Bonadei Ivano, Vizzardi Enrico, Quinzani Filippo, Piovanelli Barbara, Rovetta Riccardo, D'Aloia Antonio, Cas Livio D
Section of Cardiovascular diseases, Department of Experimental and Applied Medicine, University of Study of Brescia.
Recent Pat Cardiovasc Drug Discov. 2011 Sep;6(3):215-21. doi: 10.2174/157489011797377103.

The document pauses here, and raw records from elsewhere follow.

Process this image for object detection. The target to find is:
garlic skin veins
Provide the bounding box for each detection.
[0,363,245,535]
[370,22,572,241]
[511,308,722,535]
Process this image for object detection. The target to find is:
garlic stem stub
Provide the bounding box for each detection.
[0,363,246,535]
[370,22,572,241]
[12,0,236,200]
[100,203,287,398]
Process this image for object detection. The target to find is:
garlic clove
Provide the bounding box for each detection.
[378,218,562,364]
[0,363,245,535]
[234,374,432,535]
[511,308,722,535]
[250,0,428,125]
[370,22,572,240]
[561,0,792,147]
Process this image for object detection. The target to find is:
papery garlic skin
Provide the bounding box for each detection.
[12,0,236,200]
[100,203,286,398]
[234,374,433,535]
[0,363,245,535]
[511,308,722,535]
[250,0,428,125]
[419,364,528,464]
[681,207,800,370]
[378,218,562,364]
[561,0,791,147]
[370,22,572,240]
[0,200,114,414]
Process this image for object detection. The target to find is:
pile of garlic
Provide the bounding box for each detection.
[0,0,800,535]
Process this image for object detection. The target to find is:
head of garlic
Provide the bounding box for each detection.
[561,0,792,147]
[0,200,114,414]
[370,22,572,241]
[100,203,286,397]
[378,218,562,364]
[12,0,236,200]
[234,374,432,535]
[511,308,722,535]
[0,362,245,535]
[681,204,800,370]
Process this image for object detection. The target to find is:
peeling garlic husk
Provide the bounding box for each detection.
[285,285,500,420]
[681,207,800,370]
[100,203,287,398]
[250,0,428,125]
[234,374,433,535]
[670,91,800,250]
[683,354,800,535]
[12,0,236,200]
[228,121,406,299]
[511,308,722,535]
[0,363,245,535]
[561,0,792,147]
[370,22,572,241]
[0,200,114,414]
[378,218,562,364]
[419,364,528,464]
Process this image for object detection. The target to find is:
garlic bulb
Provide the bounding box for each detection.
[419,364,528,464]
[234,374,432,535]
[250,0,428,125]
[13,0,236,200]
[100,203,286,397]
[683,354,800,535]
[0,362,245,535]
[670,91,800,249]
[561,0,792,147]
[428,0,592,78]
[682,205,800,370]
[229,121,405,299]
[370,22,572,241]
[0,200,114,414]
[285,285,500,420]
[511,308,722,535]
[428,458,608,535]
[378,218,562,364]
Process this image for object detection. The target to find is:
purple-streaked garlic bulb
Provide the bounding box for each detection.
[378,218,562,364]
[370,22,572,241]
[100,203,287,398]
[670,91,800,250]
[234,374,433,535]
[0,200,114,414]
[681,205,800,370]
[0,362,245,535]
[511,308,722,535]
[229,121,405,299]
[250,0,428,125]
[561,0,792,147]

Chronic stable angina affects 6-7 million Americans and contributes to a significant reduction in quality of life and life expectancy. Current pharmacotherapy for reducing episodes of exertional angina includes β-blockers, calcium channel blockers and long-acting nitrates. Patients may have contraindications to the use of one or more of these agents or be unable to tolerate initial or larger therapeutic doses. As a result of the inability of current management strategies to optimally control episodes of chronic angina, new therapies have been investigated that do not have some of the limitations of current therapies. New therapies for chronic stable angina are based on a mechanism involving membrane current such as the funny current and the late Na current. Ranolazine (Ran) is an antianginal drug acting on I(Na). After its current indication in the chronic stable angina, the role of this molecule is still being studied for prophylaxis of certain arrhythmias and treatment of heart failure. Moreover, have been recently developed new interesting patents of novel pharmaceutical effects and derivates of Ran.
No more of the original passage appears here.